The AMY1 gene controls the secretion of amylase, an enzyme that helps break down and digest starches.
Amylase is secreted in saliva and also produced in the pancreas. Some people have 50 times more amylase in their saliva and are far less likely to become obese from eating the same amount of carbohydrates (bread, rice, pasta, cereal).
Overconsumption of carbohydrates can cause an amylase deficiency.

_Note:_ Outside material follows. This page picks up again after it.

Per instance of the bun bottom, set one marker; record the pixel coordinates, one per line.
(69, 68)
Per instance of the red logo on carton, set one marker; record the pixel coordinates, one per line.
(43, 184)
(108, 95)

A simple home amylase test can be utilized to determine your amylase levels. [Daily Mail UK Oct 23, 2016; YouTube Oct 24, 2016]
It has been known for some time now that individuals with a low number of amylase genes are predisposed to obesity. [Nature Genetics March 30, 2014; The Guardian March 30, 2014] Most people have 1-3 copies of the AMY1 gene but a significant number have 4-9 copies. [Human Molecular Genetics March 18, 2015]
Of interest, gingerol, a substance found in ginger, increased amylase secretion and suppresses weight gain in obese mice. [Journal Agriculture Food Chemistry Nov 2014] Royal jelly is a natural source of amylase. [Insect Biochemistry Molecular Biology Jan 2005]
Previously it was thought that amylase inhibitors can slow the absorption of carbohydrates and reduce weight gain. [Nutrition Journal Marcy 17, 2011; International Journal Medical Sciences 2007] So-called starch blockers have fallen into disfavor. [WebMD]
Excessively high levels of amylase may indicate inflammation of the pancreas. [Chemocare.com] Gallstones and stomach ulcers as well as diabetic ketoacidosis may cause abnormally high amylase levels. [WebMD]
When insufficient amylase is produced by the pancreas the body is unable to digest starches and they continue down the digestive tract to the intestines where they can abnormally alter gut bacteria and produce symptoms of bloating, gas, diarrhea, constipation and accompanying skin rashes, fatigue and joint pain.